NEW DATE Maddison Lecture Professor William Easterly – ‘Western Development Efforts: Altruism vs Self-Interest

This event, originally scheduled for 27 October, has now been rescheduled to 15 December 2022

Annually, the Groningen Growth and Development Centre (GGDC) organises the Maddison Lecture at the University of Groningen. This year’s lecture will be delivered by Professor William Easterly, Professor of Economics at New York University and Co-director of the NYU Development Research Institute.
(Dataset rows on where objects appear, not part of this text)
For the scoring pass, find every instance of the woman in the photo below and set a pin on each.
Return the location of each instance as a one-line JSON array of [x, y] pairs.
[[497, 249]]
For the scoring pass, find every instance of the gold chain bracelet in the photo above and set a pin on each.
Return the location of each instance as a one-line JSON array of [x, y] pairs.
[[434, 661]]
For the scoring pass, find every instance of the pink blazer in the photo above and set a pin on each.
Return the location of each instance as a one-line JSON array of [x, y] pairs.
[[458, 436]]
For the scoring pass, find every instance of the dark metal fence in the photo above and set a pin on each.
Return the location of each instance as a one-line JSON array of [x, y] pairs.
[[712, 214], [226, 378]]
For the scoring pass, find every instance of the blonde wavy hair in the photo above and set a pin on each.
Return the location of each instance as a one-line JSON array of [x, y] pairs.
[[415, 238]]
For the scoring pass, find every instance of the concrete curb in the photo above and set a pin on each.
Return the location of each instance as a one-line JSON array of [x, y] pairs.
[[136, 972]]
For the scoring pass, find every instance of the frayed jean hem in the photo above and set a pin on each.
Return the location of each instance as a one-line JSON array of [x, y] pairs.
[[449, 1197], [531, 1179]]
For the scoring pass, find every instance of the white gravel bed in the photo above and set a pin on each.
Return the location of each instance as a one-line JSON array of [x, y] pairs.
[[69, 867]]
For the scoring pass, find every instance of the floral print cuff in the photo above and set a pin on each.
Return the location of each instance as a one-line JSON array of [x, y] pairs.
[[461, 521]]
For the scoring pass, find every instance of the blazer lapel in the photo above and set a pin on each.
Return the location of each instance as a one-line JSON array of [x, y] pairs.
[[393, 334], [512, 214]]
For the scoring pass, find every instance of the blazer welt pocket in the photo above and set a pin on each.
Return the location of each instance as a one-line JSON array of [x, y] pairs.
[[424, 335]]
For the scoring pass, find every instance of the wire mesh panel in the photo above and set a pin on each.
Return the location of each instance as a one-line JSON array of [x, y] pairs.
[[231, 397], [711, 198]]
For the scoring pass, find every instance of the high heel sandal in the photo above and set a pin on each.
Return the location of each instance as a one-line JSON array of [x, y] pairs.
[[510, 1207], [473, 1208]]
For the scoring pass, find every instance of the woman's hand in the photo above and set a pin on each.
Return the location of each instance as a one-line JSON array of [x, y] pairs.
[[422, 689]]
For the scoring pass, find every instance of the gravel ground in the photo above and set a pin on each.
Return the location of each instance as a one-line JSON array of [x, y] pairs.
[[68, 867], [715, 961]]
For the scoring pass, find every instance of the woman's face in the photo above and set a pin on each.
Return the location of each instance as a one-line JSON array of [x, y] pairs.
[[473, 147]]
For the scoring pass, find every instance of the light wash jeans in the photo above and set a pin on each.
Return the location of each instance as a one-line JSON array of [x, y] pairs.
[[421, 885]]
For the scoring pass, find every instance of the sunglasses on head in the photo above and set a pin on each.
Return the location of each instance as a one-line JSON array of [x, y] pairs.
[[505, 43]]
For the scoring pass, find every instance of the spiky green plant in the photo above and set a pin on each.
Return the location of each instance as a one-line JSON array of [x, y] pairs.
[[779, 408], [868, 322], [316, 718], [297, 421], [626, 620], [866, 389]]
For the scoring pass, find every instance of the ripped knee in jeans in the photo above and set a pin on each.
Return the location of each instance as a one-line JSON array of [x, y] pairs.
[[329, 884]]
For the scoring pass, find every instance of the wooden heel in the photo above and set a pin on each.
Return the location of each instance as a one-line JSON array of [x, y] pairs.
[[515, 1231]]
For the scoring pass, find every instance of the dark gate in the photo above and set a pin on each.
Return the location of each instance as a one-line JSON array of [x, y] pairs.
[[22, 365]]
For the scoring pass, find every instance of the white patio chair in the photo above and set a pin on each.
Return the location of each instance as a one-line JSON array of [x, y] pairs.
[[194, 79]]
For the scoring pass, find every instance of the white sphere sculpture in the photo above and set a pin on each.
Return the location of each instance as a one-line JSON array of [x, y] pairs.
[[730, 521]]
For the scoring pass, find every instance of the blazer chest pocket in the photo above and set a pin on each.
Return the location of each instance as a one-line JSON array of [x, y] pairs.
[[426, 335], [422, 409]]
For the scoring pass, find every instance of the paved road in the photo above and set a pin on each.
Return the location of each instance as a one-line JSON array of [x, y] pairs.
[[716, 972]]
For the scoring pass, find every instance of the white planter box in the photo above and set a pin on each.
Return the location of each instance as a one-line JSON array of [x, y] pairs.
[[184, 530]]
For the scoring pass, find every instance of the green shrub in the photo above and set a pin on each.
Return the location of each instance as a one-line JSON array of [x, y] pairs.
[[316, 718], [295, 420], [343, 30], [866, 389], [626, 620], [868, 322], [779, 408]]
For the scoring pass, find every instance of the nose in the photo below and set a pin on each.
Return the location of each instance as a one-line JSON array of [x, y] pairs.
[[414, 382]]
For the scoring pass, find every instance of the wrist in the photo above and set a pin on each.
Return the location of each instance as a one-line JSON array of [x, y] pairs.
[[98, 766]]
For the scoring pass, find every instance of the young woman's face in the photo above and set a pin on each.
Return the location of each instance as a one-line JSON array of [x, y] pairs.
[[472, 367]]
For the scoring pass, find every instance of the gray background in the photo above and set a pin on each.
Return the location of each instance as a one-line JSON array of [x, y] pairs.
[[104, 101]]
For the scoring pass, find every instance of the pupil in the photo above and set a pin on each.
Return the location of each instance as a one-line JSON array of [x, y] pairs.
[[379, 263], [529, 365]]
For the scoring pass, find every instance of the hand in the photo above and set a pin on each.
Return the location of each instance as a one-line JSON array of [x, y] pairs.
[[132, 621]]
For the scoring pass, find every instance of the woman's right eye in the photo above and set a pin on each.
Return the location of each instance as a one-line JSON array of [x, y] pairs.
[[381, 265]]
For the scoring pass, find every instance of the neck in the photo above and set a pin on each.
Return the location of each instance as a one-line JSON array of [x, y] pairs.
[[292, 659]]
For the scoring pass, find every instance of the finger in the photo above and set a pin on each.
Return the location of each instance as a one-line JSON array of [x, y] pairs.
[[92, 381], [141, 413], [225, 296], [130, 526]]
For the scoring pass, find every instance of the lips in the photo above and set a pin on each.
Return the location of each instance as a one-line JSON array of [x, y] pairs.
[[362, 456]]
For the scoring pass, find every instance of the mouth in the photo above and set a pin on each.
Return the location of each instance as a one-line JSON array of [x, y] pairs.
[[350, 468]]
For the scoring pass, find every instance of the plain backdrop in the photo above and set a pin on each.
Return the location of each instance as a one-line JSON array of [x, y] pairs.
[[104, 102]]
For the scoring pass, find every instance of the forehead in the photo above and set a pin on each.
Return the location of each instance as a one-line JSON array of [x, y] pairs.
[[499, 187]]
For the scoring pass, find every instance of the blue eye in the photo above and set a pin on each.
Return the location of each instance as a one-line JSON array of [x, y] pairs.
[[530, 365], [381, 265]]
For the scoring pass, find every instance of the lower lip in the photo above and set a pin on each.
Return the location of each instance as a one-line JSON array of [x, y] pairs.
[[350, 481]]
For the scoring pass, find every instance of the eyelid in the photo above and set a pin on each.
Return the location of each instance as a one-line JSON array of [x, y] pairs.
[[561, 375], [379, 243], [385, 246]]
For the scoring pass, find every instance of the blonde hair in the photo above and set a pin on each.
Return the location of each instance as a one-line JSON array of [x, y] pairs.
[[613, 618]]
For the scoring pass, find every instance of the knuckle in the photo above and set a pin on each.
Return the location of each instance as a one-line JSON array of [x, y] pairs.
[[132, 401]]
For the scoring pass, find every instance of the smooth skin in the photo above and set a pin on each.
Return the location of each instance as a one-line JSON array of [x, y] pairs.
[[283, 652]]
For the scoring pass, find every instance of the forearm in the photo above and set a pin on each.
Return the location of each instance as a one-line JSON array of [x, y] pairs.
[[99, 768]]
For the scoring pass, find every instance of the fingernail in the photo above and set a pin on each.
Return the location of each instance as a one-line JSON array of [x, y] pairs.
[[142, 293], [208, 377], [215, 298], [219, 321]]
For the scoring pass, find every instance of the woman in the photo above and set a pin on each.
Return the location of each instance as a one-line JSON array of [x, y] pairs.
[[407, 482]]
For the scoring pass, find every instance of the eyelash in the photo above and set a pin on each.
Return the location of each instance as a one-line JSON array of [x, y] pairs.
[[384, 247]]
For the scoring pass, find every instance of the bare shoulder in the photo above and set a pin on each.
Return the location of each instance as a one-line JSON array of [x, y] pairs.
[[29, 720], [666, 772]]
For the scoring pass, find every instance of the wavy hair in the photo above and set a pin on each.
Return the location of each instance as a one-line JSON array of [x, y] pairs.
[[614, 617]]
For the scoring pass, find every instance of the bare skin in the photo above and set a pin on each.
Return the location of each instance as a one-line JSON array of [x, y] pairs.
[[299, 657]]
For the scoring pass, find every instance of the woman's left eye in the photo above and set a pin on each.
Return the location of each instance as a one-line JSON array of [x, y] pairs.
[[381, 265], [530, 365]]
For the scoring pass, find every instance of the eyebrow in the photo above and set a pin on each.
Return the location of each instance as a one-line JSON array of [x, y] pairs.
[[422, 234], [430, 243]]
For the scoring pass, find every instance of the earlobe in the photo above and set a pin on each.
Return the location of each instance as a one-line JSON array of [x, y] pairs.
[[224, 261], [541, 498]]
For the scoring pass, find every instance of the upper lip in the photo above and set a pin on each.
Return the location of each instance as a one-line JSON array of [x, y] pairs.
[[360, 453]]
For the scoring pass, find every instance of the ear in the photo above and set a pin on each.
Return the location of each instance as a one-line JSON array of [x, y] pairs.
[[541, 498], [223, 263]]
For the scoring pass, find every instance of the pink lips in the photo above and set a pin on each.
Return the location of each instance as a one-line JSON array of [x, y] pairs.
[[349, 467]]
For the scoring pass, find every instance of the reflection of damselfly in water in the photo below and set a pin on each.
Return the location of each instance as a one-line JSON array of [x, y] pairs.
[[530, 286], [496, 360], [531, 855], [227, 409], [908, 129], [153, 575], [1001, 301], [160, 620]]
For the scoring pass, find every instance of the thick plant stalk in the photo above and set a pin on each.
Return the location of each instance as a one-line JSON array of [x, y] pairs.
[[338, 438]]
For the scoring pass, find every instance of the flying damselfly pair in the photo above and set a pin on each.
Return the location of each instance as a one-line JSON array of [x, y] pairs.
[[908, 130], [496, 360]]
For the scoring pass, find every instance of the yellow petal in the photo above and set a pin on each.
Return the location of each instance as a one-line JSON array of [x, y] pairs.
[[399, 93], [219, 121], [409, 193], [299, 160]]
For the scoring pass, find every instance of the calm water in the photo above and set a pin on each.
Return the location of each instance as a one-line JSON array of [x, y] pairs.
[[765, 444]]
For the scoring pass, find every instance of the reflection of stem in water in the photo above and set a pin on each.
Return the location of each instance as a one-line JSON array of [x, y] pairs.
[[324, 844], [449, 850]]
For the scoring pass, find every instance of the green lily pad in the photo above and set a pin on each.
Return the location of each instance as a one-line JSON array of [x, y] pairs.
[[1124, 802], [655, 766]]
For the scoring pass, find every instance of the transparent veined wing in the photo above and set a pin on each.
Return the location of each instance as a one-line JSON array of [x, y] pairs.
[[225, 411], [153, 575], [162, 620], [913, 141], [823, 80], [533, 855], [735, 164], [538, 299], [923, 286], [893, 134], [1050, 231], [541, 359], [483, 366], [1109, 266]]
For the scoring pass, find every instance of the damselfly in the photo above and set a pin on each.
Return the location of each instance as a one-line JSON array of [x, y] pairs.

The Maddison lectures have been organised since 2011. The aim of these lectures is to bring leading scholars from around the world to Groningen to present on major topics of economic growth and development in a historical and comparative perspective, thus following the footsteps of Angus Maddison, who laid the foundations of research in this discipline at our university. The event is sponsored by the GGDC and by the SOM Research School of the Faculty of Economics and Business. The event is freely accessible.

About the speaker

William Easterly is Professor of Economics at New York University and Co-director of the NYU Development Research Institute. He is the author of three books: The Tyranny of Experts: Economists, Dictators, and the Forgotten Rights of the Poor (March 2014), The White Man’s Burden: Why the West’s Efforts to Aid the Rest Have Done So Much Ill and So Little Good (2006), which won the FA Hayek Award from the Manhattan Institute, and The Elusive Quest for Growth: Economists’ Adventures and Misadventures in the Tropics (2001). He has published more than 60 peer-reviewed academic articles, and has written columns and reviews for the New York Times, Wall Street Journal, Financial Times, New York Review of Books, and Washington Post. He has served as Co-Editor of the Journal of Development Economics and as Director of the blog Aid Watch. He is a Research Associate of NBER, and senior fellow at BREAD. Foreign Policy Magazine named him among the Top 100 Global Public Intellectuals in 2008 and 2009, and Thomson Reuters listed him as one of Highly Cited Researchers of 2014.